By 1795, the government had passed into the hands of the
five-man Directory. The new legislature sat in two chambers:
the Council of 500 and the Ancients (or Senate). The
Directory tried to preserve the Revolution of 1789 – they
opposed the restoration of the ancien regime as well as
popular democracy. They refused to leave the door open for
either the excessive radicalism of the Jacobins or the
spontaneity of the sans-culottes. The Directory muddled on
until 1799. By this time the French Revolution was over and
the French tried to get back to business as usual. Radicalism
had been effectively thwarted as well. But France was still at
war with the rest of Europe. And because of the war,
leadership began to pass into the hands of generals. One of
these generals would seize control of the government in
November 1799. And on December 2, 1804, this general,
Napoleon Bonaparte, would declare himself Emperor of the
French -- the new Augustus Caesar. As François Furet [The
French Revolution, 1770-1814, (Blackwell, 1996)] has
remarked:
Ten years after 1789, the French Revolution had largely
become in public opinion that very special something
which eluded [Benjamin] Constant's analysis: a
universalist nationalism, in which the historian can
discern its component elements of anti-aristocratic
passion and rationalism, transfigured by the idea of the
nation's historico-military election. The Directory could no
more identify this mixture of sentiments than it could
reassure those whose interests were threatened. On both
sides there was the implicit demand for a king, but one
who was radically different from other kings, since he
would be born of the sovereignty of the people and of
reason. This was where Napoleon Bonaparte, king of the
French Revolution, was born. In 1789, the French had
created a Republic, under the name of a monarchy. Ten
years later, they created a monarchy, under the name of
a Republic. (215)
With all this now behind us, what did the Revolution
accomplish? First, the Revolution weakened the political
influence and leadership of the aristocracy. The aristocrats
lost their privileges based on birth because from this point
on, privilege would now be based on property and wealth. As
the sans-culottes quickly realized, one evil simply replaced
another. Second, because careers were open to talent, the
bourgeoisie had access to the highest positions in the state.

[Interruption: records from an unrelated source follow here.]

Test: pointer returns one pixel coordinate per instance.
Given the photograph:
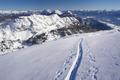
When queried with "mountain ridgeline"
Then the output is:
(23, 29)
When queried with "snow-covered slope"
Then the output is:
(14, 32)
(90, 56)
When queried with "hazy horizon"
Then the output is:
(60, 4)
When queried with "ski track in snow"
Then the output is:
(73, 70)
(93, 70)
(72, 73)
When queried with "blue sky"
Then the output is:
(60, 4)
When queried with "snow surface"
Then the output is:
(90, 56)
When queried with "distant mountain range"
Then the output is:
(20, 29)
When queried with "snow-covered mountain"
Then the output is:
(19, 30)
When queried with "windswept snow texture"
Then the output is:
(90, 56)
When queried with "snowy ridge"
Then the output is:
(11, 31)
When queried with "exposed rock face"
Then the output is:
(24, 29)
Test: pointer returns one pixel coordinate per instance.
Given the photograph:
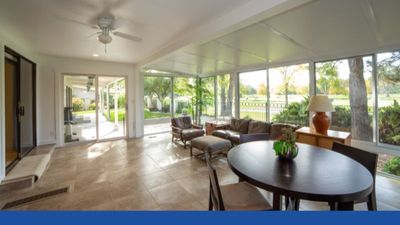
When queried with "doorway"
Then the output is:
(20, 111)
(94, 108)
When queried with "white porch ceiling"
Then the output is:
(320, 29)
(57, 27)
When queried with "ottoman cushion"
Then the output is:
(211, 144)
(191, 133)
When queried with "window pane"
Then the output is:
(208, 99)
(289, 90)
(184, 91)
(157, 97)
(226, 96)
(253, 95)
(348, 83)
(388, 68)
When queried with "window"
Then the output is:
(349, 84)
(226, 96)
(253, 95)
(184, 92)
(208, 99)
(157, 97)
(388, 71)
(289, 94)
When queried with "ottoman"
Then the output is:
(210, 143)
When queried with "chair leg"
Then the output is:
(333, 206)
(210, 206)
(372, 201)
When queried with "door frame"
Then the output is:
(97, 139)
(17, 63)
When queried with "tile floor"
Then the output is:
(150, 173)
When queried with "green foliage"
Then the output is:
(77, 104)
(295, 113)
(286, 147)
(393, 166)
(154, 115)
(92, 106)
(389, 124)
(341, 118)
(121, 116)
(328, 81)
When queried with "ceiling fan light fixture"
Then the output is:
(104, 38)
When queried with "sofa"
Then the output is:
(238, 127)
(184, 130)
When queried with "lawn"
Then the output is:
(155, 115)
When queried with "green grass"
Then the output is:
(85, 112)
(121, 116)
(155, 115)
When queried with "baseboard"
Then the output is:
(46, 142)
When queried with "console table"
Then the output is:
(310, 136)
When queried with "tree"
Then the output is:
(226, 84)
(360, 124)
(288, 73)
(158, 86)
(262, 89)
(389, 71)
(329, 78)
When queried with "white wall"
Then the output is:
(50, 92)
(26, 51)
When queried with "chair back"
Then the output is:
(368, 159)
(215, 191)
(183, 122)
(244, 138)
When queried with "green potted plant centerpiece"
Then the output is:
(285, 147)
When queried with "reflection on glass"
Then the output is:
(157, 97)
(253, 95)
(112, 102)
(79, 108)
(289, 94)
(349, 84)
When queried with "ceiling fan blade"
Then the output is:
(95, 34)
(127, 36)
(77, 22)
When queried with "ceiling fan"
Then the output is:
(108, 25)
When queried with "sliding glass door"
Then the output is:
(94, 108)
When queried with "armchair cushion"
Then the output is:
(189, 134)
(259, 127)
(240, 125)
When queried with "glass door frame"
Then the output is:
(97, 139)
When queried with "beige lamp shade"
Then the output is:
(320, 103)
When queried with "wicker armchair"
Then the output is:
(184, 130)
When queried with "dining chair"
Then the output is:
(244, 138)
(368, 160)
(238, 196)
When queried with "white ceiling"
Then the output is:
(317, 30)
(57, 27)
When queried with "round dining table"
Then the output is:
(316, 174)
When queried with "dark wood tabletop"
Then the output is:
(316, 174)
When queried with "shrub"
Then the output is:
(393, 166)
(77, 104)
(295, 113)
(166, 104)
(389, 124)
(92, 106)
(341, 117)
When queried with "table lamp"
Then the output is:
(320, 104)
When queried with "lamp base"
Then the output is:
(321, 122)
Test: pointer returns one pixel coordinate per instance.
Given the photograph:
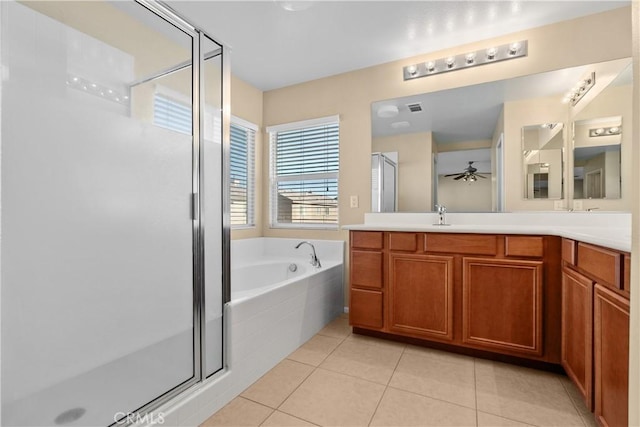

In fact, throughout the 19 th
century, the French state was a
bourgeois state which echoed middle-class needs and values.
Third, the Revolution transformed the dynastic state of the
ancien regime into the modern state (natural, liberal, secular
and rational). The state was no longer just a federation of
provinces, it was not the private property of the king. Instead,
the state now belonged to the people. The individual,
formerly a subject in the old order, was now a citizen, with
specific rights as well as duties. Lastly, the Revolution
managed to give practical application to the ideas of the
philosophes -- equality before the law, trial by jury, the
freedom of religion, speech and the press. In the 19 th
century, all these ideas led to the quickening pace of reform.
And in that century, the voices of the sans-culottes would be
heard once more. All these developments were accelerated
by the Industrial Revolution itself (see Lecture 17). While the
French Revolution politicized the sans-culottes, the Industrial
Revolution industrialized them. Both events had the ultimate
effect of making the European working classes.